An analysis of the confounding effects of noise and dust among 1092 Chinese workers showed a significantly higher risk of hypertension than the workers exposed to dust or noise alone [
31]. The authors concluded that this risk increased with age, unhealthy behaviour, and work tenure and was more significant in men.
In a study of the combined effects of ON and dust among 6686 workers engaged in paper production in Sweden, Toren et al. [
32] showed that high noise exposure levels (>90 dBA) and paper dust resulted in higher ischemic stroke mortality. In the context of paper production, the raw materials involved (such as wood pulp or recycled paper) typically do not contain significant amounts of crystalline silica. However, it is important to note that the processes within a paper mill or other industrial settings may involve equipment or materials that contain silica. For example, silica can be introduced through maintenance activities, the abrasion of certain machine components, or the use of additives in the papermaking process.
Therefore, the combined effect of RCS and ON should be studied at the level of (1) specific systems (auditory and respiratory); (2) integrated systems (cardiovascular); and (3) at the level of health indicators (subjective and objective). This approach will allow stratifying workers into different risk categories based on their degree of severity and, therefore, prioritise preventive measures for workers with more significant health risks.

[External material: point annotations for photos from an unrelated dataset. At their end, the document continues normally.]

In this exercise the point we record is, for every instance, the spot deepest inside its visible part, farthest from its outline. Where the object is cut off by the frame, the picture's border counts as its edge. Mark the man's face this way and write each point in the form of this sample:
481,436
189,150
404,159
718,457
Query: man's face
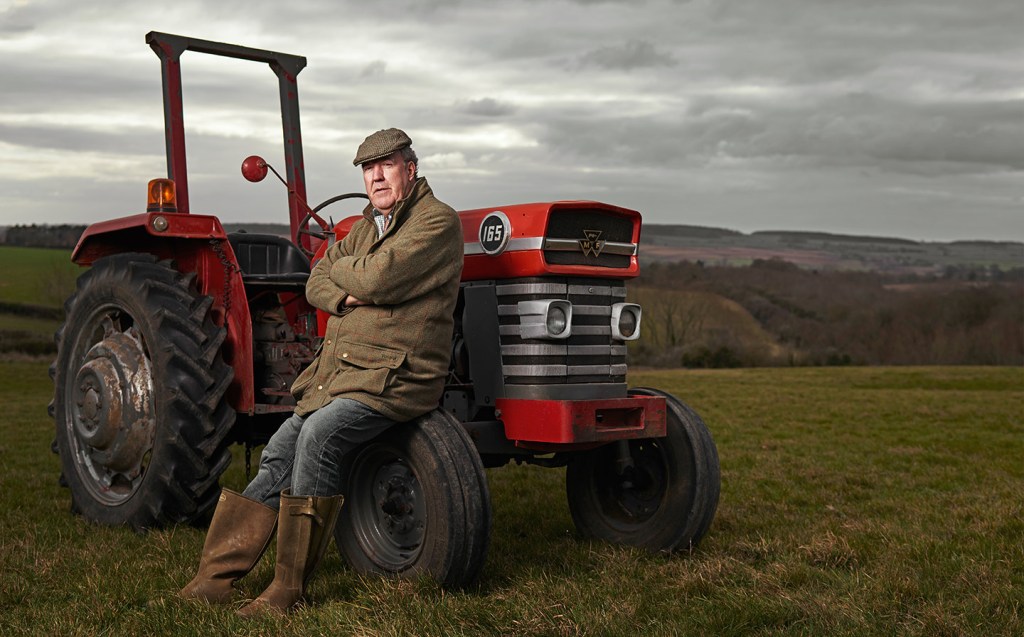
388,180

The present study provides important insights into the combined occupational risks of respirable crystalline silica and noise exposure among open-pit miners. It focuses on dual exposure, an area that remains underexplored, especially in the mining industry. By examining real-world data and differentiating between job categories, the study highlights the significantly higher exposure levels faced by workers directly involved in the technological process. The identification of a statistically significant relationship between RCS and noise exposure (rS = 0.66, p < 0.05) further underscores the importance of understanding these combined risks. Additionally, the quantification of hearing impairment risks provides valuable data for occupational health assessments and prevention strategies. Future research should aim to expand the sample size, incorporate longitudinal designs, and further investigate the health impacts of combined exposures, particularly the potential interaction between noise and RCS in the development of chronic conditions. These steps are crucial to developing comprehensive protective measures for workers in high-risk industries.